This is a fairly open-ended question that doesn't have a right answer. But as someone who has worked on several static analyzers, I'll bite and briefly explain what's hard about this example.
Problem 1: False positives
You and I know that argv[1]
could be an arbitrarily long string. (In part that knowledge is derived from the context of being a Stack Overflow question, in which code is usually presented absent any context or a-prior assumptions.) But if a static analyzer reported every strcpy
where the source string was not known (by the static analyzer!) to have a bounded length, it would in practice report a very large number of what most developers would consider false positives (FPs): incorrect reports that they don't want to see.
That's because there a very large number of cases where strcpy
is used correctly, but the reason it is correct is beyond the reasoning capacity of the analyzer, and might not even be present in the source code at all (e.g., "program X is only ever invoked by program Y, which never passes arguments longer than 80 characters"). In comparison, only a very small fraction of strcpy
calls (with arguments the analyzer can't bound) are wrong. Let's be generous and say 10% of them are wrong--that's still a 90% FP rate if we report them all, far beyond what most developers will tolerate.
When a tool reports too many FPs, most developers quickly stop using them, at which point it's providing no value. Consequently, most static analyses choose to limit what they report to cases where the tool is fairly confident, at least by default.

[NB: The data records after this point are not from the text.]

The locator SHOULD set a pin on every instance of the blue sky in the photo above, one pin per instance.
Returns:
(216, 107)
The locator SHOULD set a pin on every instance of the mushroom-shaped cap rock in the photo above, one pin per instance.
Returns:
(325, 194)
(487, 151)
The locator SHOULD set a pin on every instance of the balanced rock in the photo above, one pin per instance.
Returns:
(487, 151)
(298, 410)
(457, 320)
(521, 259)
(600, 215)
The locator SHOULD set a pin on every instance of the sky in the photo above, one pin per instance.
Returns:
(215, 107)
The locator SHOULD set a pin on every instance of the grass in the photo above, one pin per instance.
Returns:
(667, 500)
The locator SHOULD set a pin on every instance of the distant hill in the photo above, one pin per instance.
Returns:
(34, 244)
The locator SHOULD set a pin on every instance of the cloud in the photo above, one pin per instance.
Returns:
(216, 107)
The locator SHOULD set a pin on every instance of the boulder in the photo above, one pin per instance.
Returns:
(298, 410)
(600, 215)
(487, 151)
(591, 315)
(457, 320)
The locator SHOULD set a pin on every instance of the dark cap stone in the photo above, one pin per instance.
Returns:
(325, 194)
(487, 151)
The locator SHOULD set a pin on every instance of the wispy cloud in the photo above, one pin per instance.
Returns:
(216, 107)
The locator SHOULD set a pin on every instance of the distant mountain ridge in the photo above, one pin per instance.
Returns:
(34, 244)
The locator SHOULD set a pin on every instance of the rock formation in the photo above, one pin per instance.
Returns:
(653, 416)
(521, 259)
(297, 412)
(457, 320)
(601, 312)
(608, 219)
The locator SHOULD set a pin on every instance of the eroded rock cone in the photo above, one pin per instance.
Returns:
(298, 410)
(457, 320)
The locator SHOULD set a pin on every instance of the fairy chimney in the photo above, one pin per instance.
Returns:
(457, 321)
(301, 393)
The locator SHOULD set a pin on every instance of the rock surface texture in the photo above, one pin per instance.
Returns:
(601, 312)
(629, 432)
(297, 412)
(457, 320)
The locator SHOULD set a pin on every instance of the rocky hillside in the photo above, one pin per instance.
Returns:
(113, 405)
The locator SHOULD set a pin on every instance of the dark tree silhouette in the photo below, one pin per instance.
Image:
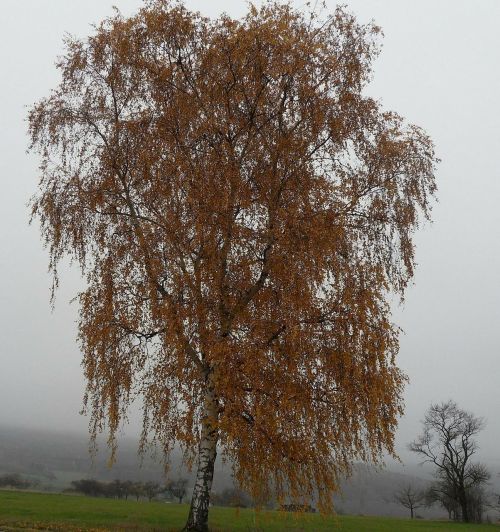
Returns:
(448, 441)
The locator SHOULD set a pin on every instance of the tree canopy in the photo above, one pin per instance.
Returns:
(242, 212)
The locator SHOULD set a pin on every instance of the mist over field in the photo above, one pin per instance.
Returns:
(438, 68)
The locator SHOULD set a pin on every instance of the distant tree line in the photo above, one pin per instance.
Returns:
(123, 489)
(15, 481)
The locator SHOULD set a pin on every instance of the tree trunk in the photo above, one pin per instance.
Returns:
(198, 513)
(465, 510)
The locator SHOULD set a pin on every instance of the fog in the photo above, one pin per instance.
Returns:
(438, 68)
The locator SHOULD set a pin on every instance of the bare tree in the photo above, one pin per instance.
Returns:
(448, 442)
(410, 497)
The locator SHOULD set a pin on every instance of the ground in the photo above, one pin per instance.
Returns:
(72, 513)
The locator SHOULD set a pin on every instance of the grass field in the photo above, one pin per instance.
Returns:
(71, 513)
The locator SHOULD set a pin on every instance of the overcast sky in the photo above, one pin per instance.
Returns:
(439, 67)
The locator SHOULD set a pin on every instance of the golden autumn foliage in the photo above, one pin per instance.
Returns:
(242, 212)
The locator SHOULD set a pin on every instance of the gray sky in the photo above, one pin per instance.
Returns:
(439, 68)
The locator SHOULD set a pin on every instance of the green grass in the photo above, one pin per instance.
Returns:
(39, 511)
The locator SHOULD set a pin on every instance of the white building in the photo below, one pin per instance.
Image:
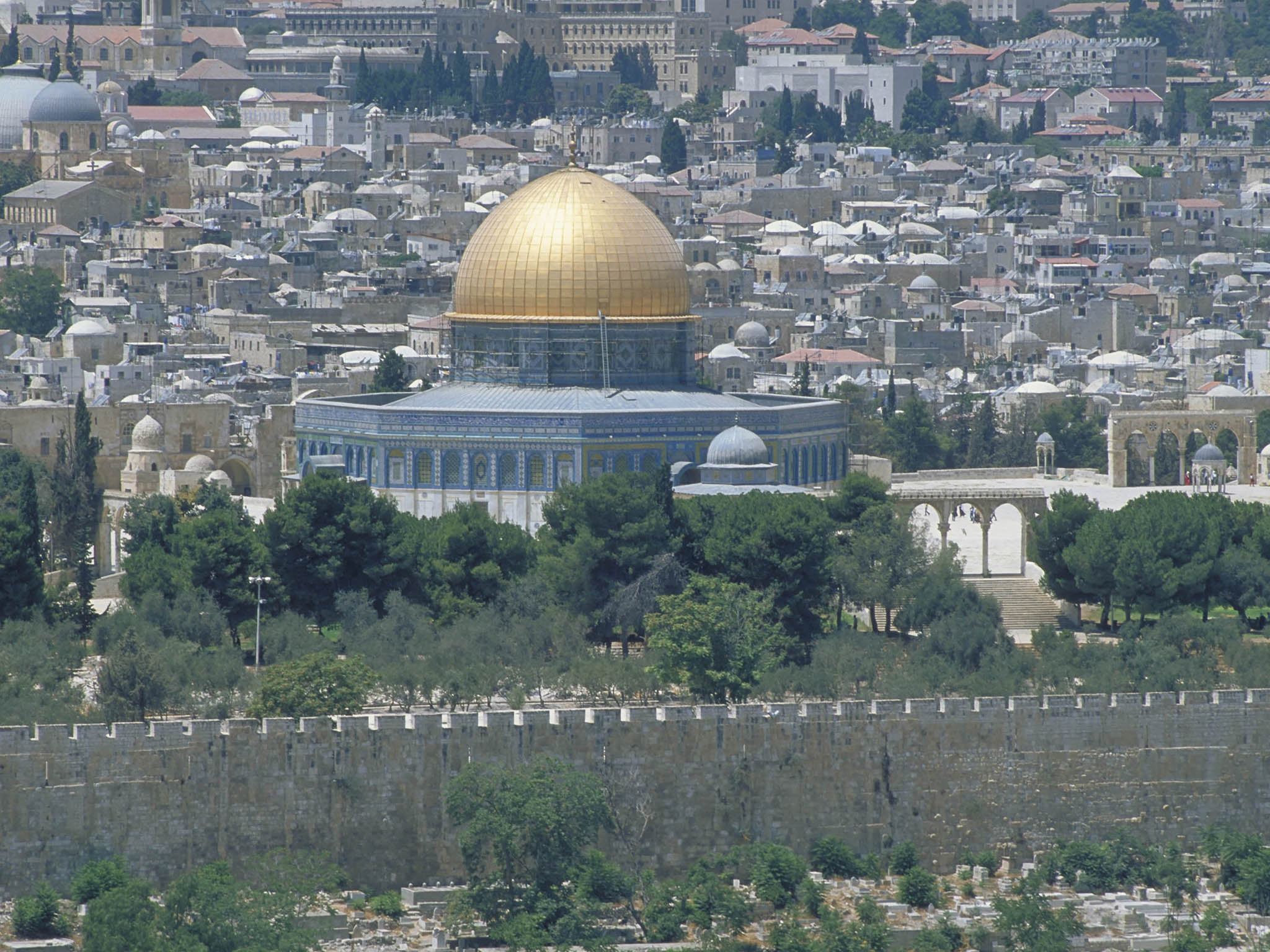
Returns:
(831, 77)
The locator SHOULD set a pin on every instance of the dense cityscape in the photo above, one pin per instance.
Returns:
(595, 474)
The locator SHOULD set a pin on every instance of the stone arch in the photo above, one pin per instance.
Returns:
(241, 477)
(1137, 460)
(1242, 427)
(395, 469)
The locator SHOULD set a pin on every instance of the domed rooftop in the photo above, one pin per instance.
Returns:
(737, 446)
(1021, 337)
(1038, 387)
(752, 334)
(200, 464)
(148, 434)
(19, 86)
(568, 247)
(86, 328)
(65, 100)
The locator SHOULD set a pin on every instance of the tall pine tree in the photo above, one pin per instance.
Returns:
(9, 54)
(76, 499)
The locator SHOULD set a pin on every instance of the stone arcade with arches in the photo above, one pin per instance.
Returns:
(984, 500)
(1180, 425)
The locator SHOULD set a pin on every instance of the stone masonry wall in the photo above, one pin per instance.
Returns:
(992, 772)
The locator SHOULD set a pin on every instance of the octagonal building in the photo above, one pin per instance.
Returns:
(572, 356)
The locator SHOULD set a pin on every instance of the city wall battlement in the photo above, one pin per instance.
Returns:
(951, 774)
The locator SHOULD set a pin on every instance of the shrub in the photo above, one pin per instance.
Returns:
(602, 880)
(97, 878)
(918, 889)
(776, 874)
(833, 857)
(386, 904)
(40, 917)
(904, 858)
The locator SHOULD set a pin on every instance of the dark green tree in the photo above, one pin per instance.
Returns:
(40, 915)
(331, 535)
(76, 505)
(525, 834)
(31, 300)
(391, 375)
(145, 93)
(73, 65)
(803, 379)
(785, 112)
(9, 55)
(1053, 532)
(717, 639)
(675, 148)
(314, 685)
(860, 46)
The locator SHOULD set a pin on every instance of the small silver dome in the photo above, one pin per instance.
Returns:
(65, 100)
(19, 86)
(737, 446)
(752, 334)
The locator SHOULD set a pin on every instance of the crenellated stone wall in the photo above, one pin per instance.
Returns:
(1013, 775)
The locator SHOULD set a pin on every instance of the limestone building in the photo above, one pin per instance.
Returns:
(573, 355)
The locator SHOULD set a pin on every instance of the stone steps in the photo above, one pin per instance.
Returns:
(1024, 604)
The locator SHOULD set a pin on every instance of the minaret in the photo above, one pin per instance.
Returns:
(337, 104)
(375, 138)
(161, 37)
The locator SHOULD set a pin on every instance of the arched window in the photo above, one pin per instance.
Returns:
(564, 470)
(451, 470)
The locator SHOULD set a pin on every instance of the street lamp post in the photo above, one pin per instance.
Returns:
(258, 580)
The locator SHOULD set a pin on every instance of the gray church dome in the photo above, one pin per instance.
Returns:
(737, 446)
(19, 86)
(65, 100)
(752, 334)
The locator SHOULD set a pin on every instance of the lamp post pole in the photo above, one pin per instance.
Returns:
(259, 580)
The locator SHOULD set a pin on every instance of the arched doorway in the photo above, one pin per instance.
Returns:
(239, 475)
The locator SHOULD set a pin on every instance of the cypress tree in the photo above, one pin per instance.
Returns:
(675, 149)
(9, 55)
(29, 514)
(73, 66)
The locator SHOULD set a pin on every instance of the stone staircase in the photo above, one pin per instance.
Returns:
(1024, 604)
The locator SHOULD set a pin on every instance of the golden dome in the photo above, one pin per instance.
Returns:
(568, 247)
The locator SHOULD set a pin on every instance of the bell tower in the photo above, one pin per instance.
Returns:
(161, 36)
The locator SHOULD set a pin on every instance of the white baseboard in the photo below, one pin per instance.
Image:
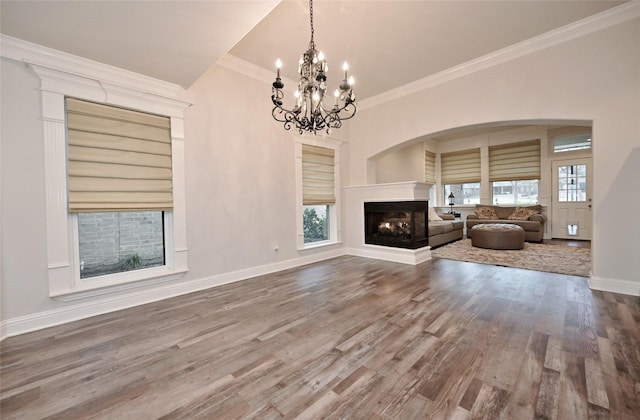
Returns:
(401, 255)
(625, 287)
(86, 309)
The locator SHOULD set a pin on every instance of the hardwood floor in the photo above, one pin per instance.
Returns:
(346, 338)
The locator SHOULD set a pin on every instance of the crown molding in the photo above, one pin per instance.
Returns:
(608, 18)
(55, 61)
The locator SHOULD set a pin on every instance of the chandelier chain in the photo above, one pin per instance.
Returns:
(312, 44)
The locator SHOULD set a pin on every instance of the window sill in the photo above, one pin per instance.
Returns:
(88, 288)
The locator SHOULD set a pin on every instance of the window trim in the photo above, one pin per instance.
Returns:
(335, 231)
(110, 86)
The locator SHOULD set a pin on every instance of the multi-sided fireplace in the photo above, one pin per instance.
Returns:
(401, 224)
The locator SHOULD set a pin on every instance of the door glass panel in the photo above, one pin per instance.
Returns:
(572, 183)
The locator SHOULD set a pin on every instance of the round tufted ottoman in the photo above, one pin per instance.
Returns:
(497, 236)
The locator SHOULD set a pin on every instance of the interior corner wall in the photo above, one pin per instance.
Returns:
(594, 77)
(404, 164)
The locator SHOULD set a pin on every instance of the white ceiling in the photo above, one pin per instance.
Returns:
(387, 43)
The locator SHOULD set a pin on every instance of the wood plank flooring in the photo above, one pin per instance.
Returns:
(345, 338)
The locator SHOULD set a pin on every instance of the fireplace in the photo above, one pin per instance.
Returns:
(400, 224)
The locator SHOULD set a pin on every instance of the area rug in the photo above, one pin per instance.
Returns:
(560, 259)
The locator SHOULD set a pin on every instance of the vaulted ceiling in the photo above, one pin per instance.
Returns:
(387, 43)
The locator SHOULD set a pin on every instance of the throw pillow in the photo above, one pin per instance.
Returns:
(486, 213)
(433, 216)
(522, 213)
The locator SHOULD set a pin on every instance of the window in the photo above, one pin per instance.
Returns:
(72, 200)
(460, 175)
(429, 167)
(316, 223)
(466, 193)
(570, 143)
(514, 172)
(460, 167)
(115, 242)
(508, 193)
(318, 184)
(118, 159)
(572, 183)
(319, 175)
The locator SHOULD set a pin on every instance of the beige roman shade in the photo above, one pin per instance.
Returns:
(318, 182)
(429, 167)
(460, 167)
(515, 161)
(118, 159)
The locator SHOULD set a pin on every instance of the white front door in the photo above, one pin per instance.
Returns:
(571, 203)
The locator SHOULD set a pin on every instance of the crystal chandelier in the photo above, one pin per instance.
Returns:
(310, 112)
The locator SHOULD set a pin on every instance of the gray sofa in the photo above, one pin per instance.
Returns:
(533, 225)
(445, 231)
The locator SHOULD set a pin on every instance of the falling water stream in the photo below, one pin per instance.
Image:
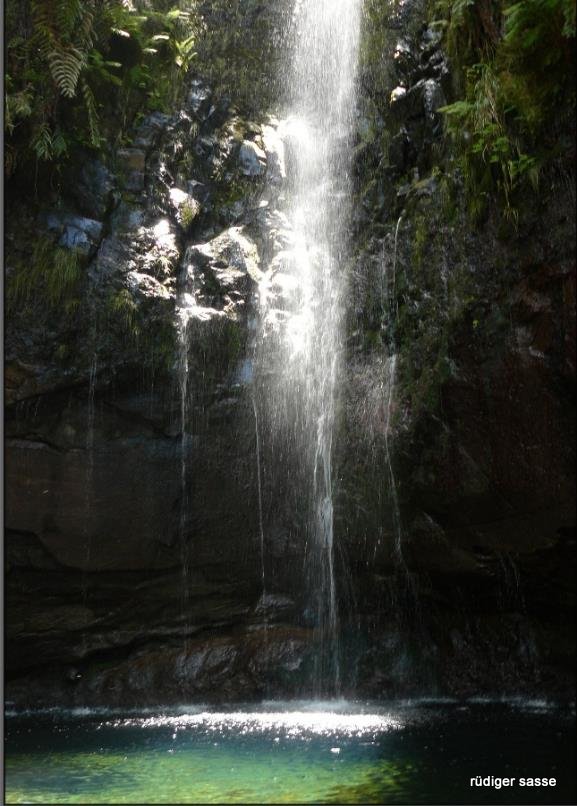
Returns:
(303, 304)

Problem 2: Interprocedural analysis
Even for a tool that wants to report this (as you say Cppcheck does, when the strcpy
is directly in main
), the second problem is understanding what buffer_overflow
does. It is impractical for a static analyzer to simply "inline" the contents of callees into callers arbitrarily deeply because the resulting AST would be enormous and the number of paths astronomical. Consequently, analyzers generally summarize callee behavior. The exact form of those summaries, and the algorithms that compute them, are the subject of active academic research and closely guarded trade secrets.
The behavior of strcpy
is actually fairly complex compared to what a typical function summary can express. There is a size involved, but that size is derived by examining the contents of the data one of the pointers points at, specifically the location of the first NUL byte. Then that size affects what happens to the things pointed at by both arguments. That's a lot to encode in a summary in a general and scalable way, so most tools don't. As a result, the tool has only a very crude understanding of what buffer_overflow
does, typically too crude to allow it to confidently report a defect here.